São Luís – Novo relatório da Federação Internacional de Direitos Humanos (FIDH) Justiça nos Trilhos e Associação Comunitária dos Moradores do Piquiá sobre a indústria da mineração e da siderurgia em Açailândia revela a persistência de violações pela ação e omissão tanto de agentes públicos como privados, incluindo a Vale S.A, principal fornecedora do minério de ferro e transportadora do ferro gusa produzido pelas siderúrgicas.

O relatório faz uma avaliação que revela a falta de implementação das recomendações formuladas, oito anos, em 2011, aos atores responsáveis e um incentivo ao progresso obtido pela comunidade em sua luta pelo reconhecimento e pela reparação das violações aos seus direitos. O caso de Piquiá é emblemático sobre as consequências dramáticas do modelo de desenvolvimento que tem colocado os interesses econômicos sobre os direitos humanos, e deve ser um incentivo para pensar um modelo alternativo que permita a satisfação plena dos direitos de todos.

Em un contexto de recente flexibilização da legislação ambiental e de falta de medidas de controle e de punição, as empresas operam à margem do marco normativo.

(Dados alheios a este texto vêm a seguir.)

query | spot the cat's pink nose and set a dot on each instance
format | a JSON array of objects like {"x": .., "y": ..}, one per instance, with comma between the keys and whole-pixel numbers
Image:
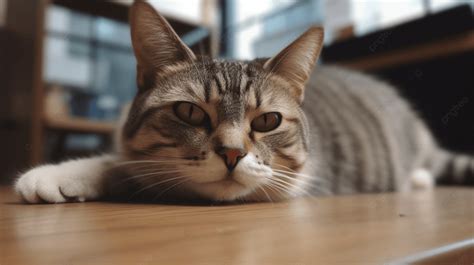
[{"x": 231, "y": 156}]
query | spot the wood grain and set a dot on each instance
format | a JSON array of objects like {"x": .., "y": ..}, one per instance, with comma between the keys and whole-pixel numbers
[
  {"x": 360, "y": 229},
  {"x": 77, "y": 124}
]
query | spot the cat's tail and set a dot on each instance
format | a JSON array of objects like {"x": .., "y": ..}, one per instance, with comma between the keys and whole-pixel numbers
[{"x": 452, "y": 169}]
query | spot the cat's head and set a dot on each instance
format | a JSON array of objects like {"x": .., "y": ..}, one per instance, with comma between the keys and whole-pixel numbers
[{"x": 223, "y": 130}]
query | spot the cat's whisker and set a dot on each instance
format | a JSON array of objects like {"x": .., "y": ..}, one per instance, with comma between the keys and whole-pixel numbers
[
  {"x": 276, "y": 190},
  {"x": 282, "y": 190},
  {"x": 155, "y": 174},
  {"x": 291, "y": 185},
  {"x": 266, "y": 194}
]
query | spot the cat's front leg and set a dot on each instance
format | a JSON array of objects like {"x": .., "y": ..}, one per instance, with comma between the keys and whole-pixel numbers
[{"x": 73, "y": 180}]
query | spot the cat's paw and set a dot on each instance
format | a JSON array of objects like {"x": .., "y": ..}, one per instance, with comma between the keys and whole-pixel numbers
[{"x": 55, "y": 184}]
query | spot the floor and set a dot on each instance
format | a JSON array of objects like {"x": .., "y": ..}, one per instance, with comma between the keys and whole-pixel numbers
[{"x": 362, "y": 229}]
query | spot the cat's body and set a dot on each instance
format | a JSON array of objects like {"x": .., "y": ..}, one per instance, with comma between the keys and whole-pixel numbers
[{"x": 221, "y": 130}]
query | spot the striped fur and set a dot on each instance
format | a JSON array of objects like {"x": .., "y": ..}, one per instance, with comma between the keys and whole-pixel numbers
[
  {"x": 342, "y": 131},
  {"x": 334, "y": 131}
]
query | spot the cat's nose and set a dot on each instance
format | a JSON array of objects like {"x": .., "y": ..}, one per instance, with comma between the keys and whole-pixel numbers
[{"x": 231, "y": 156}]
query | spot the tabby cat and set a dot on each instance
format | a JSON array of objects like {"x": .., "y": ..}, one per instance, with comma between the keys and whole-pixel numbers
[{"x": 261, "y": 130}]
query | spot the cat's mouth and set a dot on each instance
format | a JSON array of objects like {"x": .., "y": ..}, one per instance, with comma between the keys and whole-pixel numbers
[{"x": 228, "y": 181}]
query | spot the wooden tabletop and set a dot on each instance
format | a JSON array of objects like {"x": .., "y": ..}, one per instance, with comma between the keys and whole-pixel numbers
[{"x": 359, "y": 229}]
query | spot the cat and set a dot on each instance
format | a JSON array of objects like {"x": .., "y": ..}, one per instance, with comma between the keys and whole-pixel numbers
[{"x": 260, "y": 130}]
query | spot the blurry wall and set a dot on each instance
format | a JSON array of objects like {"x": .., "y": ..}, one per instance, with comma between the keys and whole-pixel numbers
[{"x": 3, "y": 8}]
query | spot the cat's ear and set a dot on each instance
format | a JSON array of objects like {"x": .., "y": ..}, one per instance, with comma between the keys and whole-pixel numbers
[
  {"x": 155, "y": 43},
  {"x": 295, "y": 62}
]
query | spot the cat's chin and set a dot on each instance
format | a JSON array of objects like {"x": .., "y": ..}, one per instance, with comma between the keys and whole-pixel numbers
[{"x": 222, "y": 190}]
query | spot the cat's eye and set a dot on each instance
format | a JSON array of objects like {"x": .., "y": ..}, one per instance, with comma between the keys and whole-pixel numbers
[
  {"x": 266, "y": 122},
  {"x": 190, "y": 113}
]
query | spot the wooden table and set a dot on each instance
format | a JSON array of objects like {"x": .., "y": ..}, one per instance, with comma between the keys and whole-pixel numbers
[{"x": 360, "y": 229}]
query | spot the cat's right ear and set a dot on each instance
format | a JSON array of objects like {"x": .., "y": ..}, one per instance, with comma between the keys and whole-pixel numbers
[{"x": 155, "y": 43}]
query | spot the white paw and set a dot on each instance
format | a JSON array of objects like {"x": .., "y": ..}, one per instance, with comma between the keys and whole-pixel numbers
[
  {"x": 422, "y": 179},
  {"x": 56, "y": 184}
]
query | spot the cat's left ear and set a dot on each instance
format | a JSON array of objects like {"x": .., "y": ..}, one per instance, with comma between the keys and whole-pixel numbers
[{"x": 296, "y": 61}]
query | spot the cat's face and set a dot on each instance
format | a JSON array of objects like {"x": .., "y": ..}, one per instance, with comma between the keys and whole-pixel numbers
[{"x": 217, "y": 129}]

Ainda que as violações da legislação ambiental tenham sido constatadas pelos órgãos competentes, algumas siderúrgicas operam sem licenças ambientais e as estruturas daquelas já desativadas estão se deteriorando a céu abierto, com consequências irreversíveis sobre o meio ambiente e os moradores das comunidades mais próximas.

Adicionalmente, a contribuição econômica das empresas à reparação é quase inexistente, e até agora não tem havido um reconhecimento formal da responsabilidade pelas violações de direitos humanos documentadas, o que abre a possibilidade de que essas violações persistam.

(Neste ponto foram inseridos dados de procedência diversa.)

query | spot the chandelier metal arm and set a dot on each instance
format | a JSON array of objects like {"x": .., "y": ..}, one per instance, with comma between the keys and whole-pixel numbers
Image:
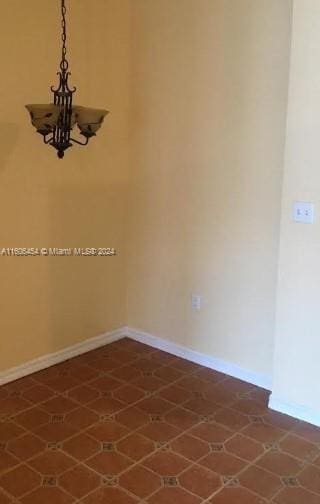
[
  {"x": 46, "y": 139},
  {"x": 80, "y": 143}
]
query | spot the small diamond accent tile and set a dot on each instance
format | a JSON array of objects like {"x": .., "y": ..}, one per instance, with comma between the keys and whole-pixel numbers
[
  {"x": 170, "y": 481},
  {"x": 216, "y": 447},
  {"x": 290, "y": 481},
  {"x": 110, "y": 480},
  {"x": 49, "y": 481},
  {"x": 229, "y": 481},
  {"x": 108, "y": 447}
]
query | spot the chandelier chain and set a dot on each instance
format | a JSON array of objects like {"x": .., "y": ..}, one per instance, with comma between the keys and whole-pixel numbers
[{"x": 64, "y": 63}]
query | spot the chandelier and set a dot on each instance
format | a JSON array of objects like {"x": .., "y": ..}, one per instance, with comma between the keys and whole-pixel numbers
[{"x": 55, "y": 121}]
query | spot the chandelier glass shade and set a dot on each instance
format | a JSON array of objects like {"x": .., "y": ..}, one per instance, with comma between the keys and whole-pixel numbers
[{"x": 55, "y": 121}]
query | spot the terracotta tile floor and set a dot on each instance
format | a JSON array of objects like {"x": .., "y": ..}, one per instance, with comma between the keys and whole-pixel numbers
[{"x": 127, "y": 424}]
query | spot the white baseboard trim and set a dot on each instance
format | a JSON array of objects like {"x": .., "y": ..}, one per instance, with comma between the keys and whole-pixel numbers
[
  {"x": 229, "y": 368},
  {"x": 295, "y": 410},
  {"x": 62, "y": 355}
]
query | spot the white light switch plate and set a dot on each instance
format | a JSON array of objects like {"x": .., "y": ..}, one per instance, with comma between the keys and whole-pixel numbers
[{"x": 303, "y": 212}]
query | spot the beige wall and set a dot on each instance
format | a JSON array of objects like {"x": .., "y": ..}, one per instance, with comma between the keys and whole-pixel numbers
[
  {"x": 50, "y": 303},
  {"x": 210, "y": 95},
  {"x": 297, "y": 348}
]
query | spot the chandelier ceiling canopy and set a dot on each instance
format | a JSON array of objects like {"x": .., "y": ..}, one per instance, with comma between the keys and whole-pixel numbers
[{"x": 55, "y": 121}]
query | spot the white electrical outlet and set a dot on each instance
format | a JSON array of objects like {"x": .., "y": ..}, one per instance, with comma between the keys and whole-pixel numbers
[
  {"x": 196, "y": 302},
  {"x": 303, "y": 212}
]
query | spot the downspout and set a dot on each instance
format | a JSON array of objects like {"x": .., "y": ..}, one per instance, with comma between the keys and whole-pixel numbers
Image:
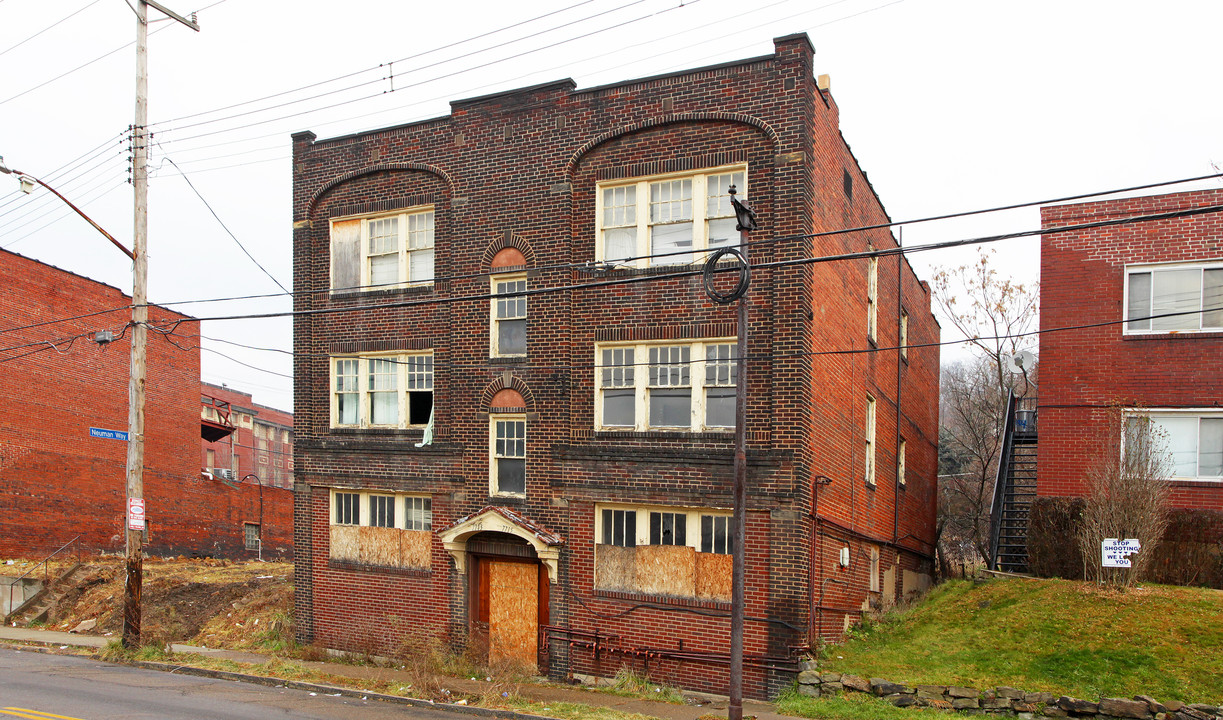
[{"x": 900, "y": 309}]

“As empresas agem segundo o principio de que as pessoas não conhecem seus direitos e não estão organizadas para lutar por eles. A gente escolheu não aceitar o papel de cidadãos de segunda classe que as empresas quiseram nos impor e foi por isso que conseguimos algumas conquistas. A história de Piquiá mostra que as tragédias de Mariana e de Brumadinho não são casos isolados mas sim o resultado de um padrão de conduta que precisa mudar urgentemente.”

Joselma Alves de Oliveira, da Associação Comunitária dos Moradores do Piquiá

O estudo revela que, apesar do progresso alcançado no processo de reassentamento de 312 famílias de Piquiá de Baixo (cerca de 1.110 pessoas), com o início das obras em novembro de 2018, a convivência com a poluição e os demais riscos associados segue deteriorando a saúde dos mais de 7.500 moradores de todo Piquiá.

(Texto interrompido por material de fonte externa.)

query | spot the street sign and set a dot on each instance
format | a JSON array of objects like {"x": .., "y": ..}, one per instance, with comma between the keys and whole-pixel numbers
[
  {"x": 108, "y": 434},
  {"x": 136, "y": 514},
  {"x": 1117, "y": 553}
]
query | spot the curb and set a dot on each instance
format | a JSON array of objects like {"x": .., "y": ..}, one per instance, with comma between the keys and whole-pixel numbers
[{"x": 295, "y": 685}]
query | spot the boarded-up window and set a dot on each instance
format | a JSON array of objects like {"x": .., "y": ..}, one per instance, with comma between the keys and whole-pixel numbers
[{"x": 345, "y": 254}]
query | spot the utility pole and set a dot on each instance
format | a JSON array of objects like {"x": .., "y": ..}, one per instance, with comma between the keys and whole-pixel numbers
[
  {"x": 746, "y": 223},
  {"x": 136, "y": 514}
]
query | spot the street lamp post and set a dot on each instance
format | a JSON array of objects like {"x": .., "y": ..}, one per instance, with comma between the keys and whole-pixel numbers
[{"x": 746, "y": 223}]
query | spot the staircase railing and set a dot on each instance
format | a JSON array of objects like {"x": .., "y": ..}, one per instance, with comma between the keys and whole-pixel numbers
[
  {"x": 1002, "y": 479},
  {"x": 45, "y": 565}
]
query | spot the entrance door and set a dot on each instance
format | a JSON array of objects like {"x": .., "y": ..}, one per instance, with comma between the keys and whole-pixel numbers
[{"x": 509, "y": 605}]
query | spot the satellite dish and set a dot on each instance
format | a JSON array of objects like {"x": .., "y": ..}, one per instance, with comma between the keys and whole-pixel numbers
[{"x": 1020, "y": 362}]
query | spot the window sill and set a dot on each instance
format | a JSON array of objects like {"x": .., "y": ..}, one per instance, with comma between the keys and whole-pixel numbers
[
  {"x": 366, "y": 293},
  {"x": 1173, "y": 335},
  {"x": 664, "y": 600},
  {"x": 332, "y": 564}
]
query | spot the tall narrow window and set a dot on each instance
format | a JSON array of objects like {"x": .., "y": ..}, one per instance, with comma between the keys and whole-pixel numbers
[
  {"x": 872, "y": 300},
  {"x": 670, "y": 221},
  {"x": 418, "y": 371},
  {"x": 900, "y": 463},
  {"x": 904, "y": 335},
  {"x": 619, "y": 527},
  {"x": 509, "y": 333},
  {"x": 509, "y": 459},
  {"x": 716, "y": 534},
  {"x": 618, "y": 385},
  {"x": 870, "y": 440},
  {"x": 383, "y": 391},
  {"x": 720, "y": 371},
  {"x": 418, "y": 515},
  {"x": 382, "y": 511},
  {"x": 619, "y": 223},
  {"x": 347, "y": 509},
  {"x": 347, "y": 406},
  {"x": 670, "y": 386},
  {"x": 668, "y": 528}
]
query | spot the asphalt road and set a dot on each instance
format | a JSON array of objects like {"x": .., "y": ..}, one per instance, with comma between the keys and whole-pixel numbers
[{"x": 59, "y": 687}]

Segundo a FIDH e Justiça nos Trilhos, nenhuma das 39 recomendações foi plenamente efetivada e, em 74,4% das mesmas, não foi identificado nenhum avanço em relação ao que foi recomendado, o que significa que nenhuma das violações de direitos humanos documentadas em 2011 tem sido reparada integralmente.

“Na medida em que a reparação pelas empresas seja feita exclusivamente con a finalidade de evitar sanções sociais, econômicas, reputacionais e de outra índole, e que o Estado Brasileiro seja incapaz de monitorar e sancionar as violações, o Brasil não estará à altura dos estândares de conduta empresarial responsável da OCDE”

afirmou Maria Isabel Cubides, representante da FIDH.

As instituições públicas não vêm demonstrando capacidade nem vontade de enfrentar de forma estratégica os problemas derivados da contaminação ambiental, limitando-se a responder a esses problemas de forma passiva, apenas quando provocadas por manifestações das pessoas atingidas, o que se demonstra insuficiente.

Os principais avanços têm sido possíveis graças ao enorme trabalho da comunidade que soube construir seu protagonismo. O papel das pessoas defensoras de direitos humanos tem sido crucial na luta pela reparação integral. O Estado deve proporcionar garantias de um ambiente seguro e propício para a defesa dos direitos humanos.

Diante dos escassos avanços concretos, este relatório se apresenta não somente como um instrumento de denúncia como também marca um ponto de partida para uma série de ações de incidência e comunicação que permitirão dar-lhe uma maior visibilidade internacional a esta problemática, e evitar sobretudo que as numerosas situações de abuso identificadas se repitam.